La première scène est un petit miracle de cinéma sensoriel. La caméra nous plonge à l’intérieur d’un violoncelle comme dans une cathédrale de bois, pendant qu’au-dehors un luthier murmure son verdict : il s’agit bien du « San Domenico », un Stradivarius mythique. D’entrée, Les Musiciens installe son double enjeu : convoquer la magie de la musique classique tout en la démystifiant, en montrant ce qui la rend possible — les mains, les failles, les tempéraments. Et le film, heureusement, tient cette promesse.

Une utopie mélomane… sous tension

Astrid (Valérie Donzelli), directrice d’une fondation créée par son père passionné de musique, veut réaliser son rêve posthume : faire jouer ensemble quatre Stradivarius pour un concert unique. Un objectif noble, mais presque absurde, tant la virtuosité de ces instruments s’oppose aux limites humaines de ceux qui en joueront. Les quatre musiciens recrutés — un premier violon arrogant, un deuxième au passif amoureux chargé, une altiste star des réseaux, une violoncelliste méprisée — forment un quatuor dissonant au départ. Grégory Magne, avec un sens du détail et du rythme, nous propose une sorte de huis clos bucolique au sein d’un manoir, où la musique devient autant une quête qu’un révélateur de tensions enfouies.

La musique classique, accessible et vivante

Ce que réussit admirablement Les Musiciens, c’est de rendre la musique classique profondément vivante. Loin de l’élitisme poussiéreux, elle devient ici un langage émotionnel partagé, avec ses éclats, ses silences et ses chausse-trappes. Le choix de confier les rôles de musiciens à de vrais instrumentistes est déterminant : les scènes de répétition sont d’une authenticité rare, et les gestes, les regards, les respirations collectives racontent autant que les dialogues.

Une partition humaine trop bien réglée ?

Si le film charme par sa sincérité et sa mise en scène délicate, il pèche parfois par excès de maîtrise. Le scénario s’appuie sur des dynamiques familières (le génie misanthrope, l’influenceuse incomprise, les vieilles rancunes) sans les surprendre réellement.
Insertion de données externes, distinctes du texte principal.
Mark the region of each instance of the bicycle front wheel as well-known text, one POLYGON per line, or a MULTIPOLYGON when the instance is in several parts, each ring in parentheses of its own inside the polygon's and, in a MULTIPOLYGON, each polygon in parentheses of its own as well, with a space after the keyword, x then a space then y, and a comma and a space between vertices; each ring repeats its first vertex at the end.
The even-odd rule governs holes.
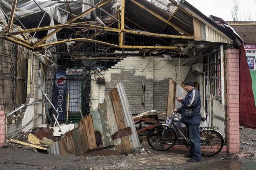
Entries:
POLYGON ((201 155, 211 156, 220 152, 224 139, 218 132, 212 130, 203 131, 200 133, 201 155))
POLYGON ((174 129, 166 125, 159 125, 151 129, 147 136, 149 144, 158 151, 165 151, 172 147, 177 140, 174 129), (169 128, 169 130, 168 130, 169 128))

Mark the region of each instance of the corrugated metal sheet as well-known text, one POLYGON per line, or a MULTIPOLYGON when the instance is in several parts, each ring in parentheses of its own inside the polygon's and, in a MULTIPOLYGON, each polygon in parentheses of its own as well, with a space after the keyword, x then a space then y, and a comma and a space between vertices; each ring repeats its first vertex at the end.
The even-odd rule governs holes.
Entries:
POLYGON ((230 44, 230 42, 213 29, 205 25, 206 41, 211 42, 230 44))
POLYGON ((130 127, 132 130, 132 134, 129 136, 129 139, 132 145, 134 150, 140 146, 140 144, 139 140, 139 137, 137 133, 135 125, 132 118, 132 114, 130 110, 130 106, 128 103, 124 90, 124 87, 122 83, 119 83, 117 86, 117 89, 118 92, 118 94, 121 101, 122 108, 123 110, 124 116, 125 117, 125 120, 127 127, 130 127))
POLYGON ((61 155, 59 146, 59 141, 57 141, 47 149, 47 152, 49 155, 61 155))

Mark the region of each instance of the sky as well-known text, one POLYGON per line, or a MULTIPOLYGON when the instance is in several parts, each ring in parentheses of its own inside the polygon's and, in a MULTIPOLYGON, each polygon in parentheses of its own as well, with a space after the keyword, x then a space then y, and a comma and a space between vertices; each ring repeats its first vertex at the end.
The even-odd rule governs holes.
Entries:
MULTIPOLYGON (((207 16, 212 15, 232 21, 231 9, 234 0, 186 0, 207 16)), ((256 0, 237 0, 239 6, 239 21, 248 21, 248 16, 256 21, 256 0)))

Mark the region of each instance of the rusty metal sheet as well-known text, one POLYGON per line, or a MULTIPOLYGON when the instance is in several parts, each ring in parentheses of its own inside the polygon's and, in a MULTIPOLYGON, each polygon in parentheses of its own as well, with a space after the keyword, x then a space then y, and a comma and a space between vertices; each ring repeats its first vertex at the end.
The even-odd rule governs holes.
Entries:
POLYGON ((128 127, 119 130, 113 135, 111 137, 112 140, 114 140, 117 138, 121 138, 124 136, 127 136, 132 134, 132 130, 131 128, 128 127))
POLYGON ((83 154, 83 156, 110 156, 117 155, 116 151, 110 149, 104 149, 102 150, 96 150, 88 152, 83 154))
POLYGON ((239 123, 256 128, 256 107, 252 87, 252 81, 243 45, 240 47, 239 66, 239 123))
POLYGON ((44 137, 46 137, 47 138, 49 138, 52 133, 53 131, 53 129, 50 128, 49 127, 47 127, 37 131, 35 133, 35 135, 37 138, 41 140, 44 137))

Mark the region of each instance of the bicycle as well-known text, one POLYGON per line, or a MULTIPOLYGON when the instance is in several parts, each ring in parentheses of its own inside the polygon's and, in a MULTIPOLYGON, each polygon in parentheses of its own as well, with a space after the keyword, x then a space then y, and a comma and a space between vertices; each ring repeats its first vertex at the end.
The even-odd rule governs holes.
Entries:
MULTIPOLYGON (((158 151, 166 151, 171 148, 176 143, 177 132, 184 139, 183 143, 188 148, 190 146, 189 139, 187 139, 180 130, 175 122, 181 118, 173 112, 171 117, 169 125, 162 124, 157 125, 149 131, 147 141, 149 145, 153 148, 158 151)), ((202 117, 201 120, 206 120, 202 117)), ((224 138, 217 130, 217 126, 200 127, 201 155, 205 156, 211 156, 218 154, 224 144, 224 138)))

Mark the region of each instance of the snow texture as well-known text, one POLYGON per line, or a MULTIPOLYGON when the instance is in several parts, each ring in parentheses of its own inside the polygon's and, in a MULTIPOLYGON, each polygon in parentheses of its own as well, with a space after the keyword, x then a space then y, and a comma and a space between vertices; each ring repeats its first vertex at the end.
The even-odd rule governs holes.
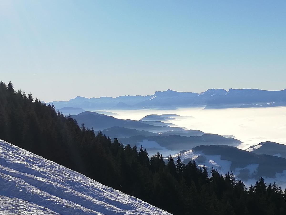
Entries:
POLYGON ((0 214, 170 214, 0 140, 0 214))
On devine souvent ce qui va arriver, et certains conflits semblent plus écrits que vécus. Heureusement, l’interprétation — notamment celle, subtile et terrienne, de Frédéric Pierrot — apporte une profondeur salutaire à des personnages parfois trop archétypaux.

Une fable sur l’art… et le collectif

Au-delà de la musique, Les Musiciens est un film sur la création et ce qu’elle exige : écoute, modestie, dialogue, et un dépassement de soi au service de plus grand que soi. Une métaphore à peine voilée du travail cinématographique, où le « quatuor » n’est plus fait d’archets, mais de techniciens et de comédiens. Et à l’heure des egos débridés, du clash permanent et du chacun pour soi, ce rappel que la beauté peut surgir de l’effort collectif n’est pas anodin.

 

🎟️Note : 4/5

Les Musiciens est une œuvre sensible et élégante, qui célèbre la musique classique sans la sacraliser, et le travail d’équipe sans angélisme. Une comédie humaine modeste mais vibrante, aussi juste dans ses silences que dans ses envolées. Grégory Magne signe un film à la fois modeste et ambitieux, plein d’élégance et d’humanité. Les Musiciens ne révolutionne ni le cinéma ni le genre, mais il rappelle que l’art, même classique, peut toucher tout le monde — à condition d’y croire, ensemble. Un bel hommage au pouvoir du collectif et à la beauté fragile des choses bien faites.